Green circles within connected cells
Fig 5. Chlorophyll within chloroplasts. Photo by Kristian Peters (Fabelfroh) on Wikimedia. CC BY-SA 3.0.

Sachs also observed heliotropism: plants’ movements towards a light source. In 1882 he published his findings in Vorlesungen über Pflanzenphysiologie (Lectures on the Physiology of Plants). The University of Würzburg botanical garden is at Julius-von-Sachs-Platz 4.

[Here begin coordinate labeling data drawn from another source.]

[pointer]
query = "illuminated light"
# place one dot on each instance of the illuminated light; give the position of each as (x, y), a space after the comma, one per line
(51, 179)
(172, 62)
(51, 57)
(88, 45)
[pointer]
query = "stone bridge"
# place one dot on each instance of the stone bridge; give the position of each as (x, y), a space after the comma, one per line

Richard Willstätter was awarded the 1915 Nobel Prize for establishing the formulae of chlorophyll a and chlorophyll b. They were subsequently synthesized by Robert Woodward in 1960.

Our knowledge of photosynthesis was refined by Andrew Benson (1917–2015), a physician’s son, who worked in the Berkeley, California laboratory of Nobel Prize winner Melvyn Calvin FRS (1911–1997).6 Benson was a superb chemist, one of the first to use radioisotopes to study biochemical pathways.7 Using radioactive carbon-14 from a cyclotron and two-dimensional paper chromatography, his experiments showed that starch contained several different sugars vital in carbon assimilation in plants.8 Although Calvin was awarded the Nobel Prize “for his research on the carbon dioxide assimilation in plants,” the Oxford botanist Timothy Walker decried Calvin’s treatment of Andrew Benson, claiming that Calvin had got the credit for Benson’s work after firing him, and had failed to mention Benson’s role in his autobiography decades later.9

 

References

  1. Gest H. Bicentenary homage to Dr Jan Ingenhousz, MD (1730–1799), pioneer of photosynthesis research. Photosynthesis Research 2000; 63: 183–190.
  2. Ingen Housz JM, Beale N, Beale E. The life of Dr Jan Ingen Housz (1730–99), private counsellor and personal physician to Emperor Joseph II of Austria. J Med Biogr 2005;13 (1):15–21.
  3. Poole DC, White MJ, Whipp BJ. The discovery of oxygen. Hektoen Int Winter 2015.
  4. Ingenhousz J. Experiments upon Vegetables—Discovering Their Great Power of Purifying the Common Air in the Sunshine and of Injuring It in the Shade and at Night. London: P. Elmsly and H. Payne, 1779.
  5. Kutschera U. Basic versus applied research: Julius Sachs (1832-1897) and the experimental physiology of plants. Plant Signal Behav. 2015;10(9).
  6. Melvin Calvin 8 April 1911 – 8 January 1997. Biogr. Mems Fell. R. Soc. 54, 59–70 (2008).
  7. Buchanan, BB., Douce, R. & Lichtenthaler, H.K. Andrew A. Benson. Photosynth Res 92, 143–144 (2007).
  8. Calvin M, Benson AA. The Path of Carbon in Photosynthesis, Science 1948;107:476.
  9. Walker T. Botany: A Blooming History. BBC Four. BBC, 2011.

 


 

JMS PEARCE is a retired neurologist and author with a particular interest in the history of medicine and science.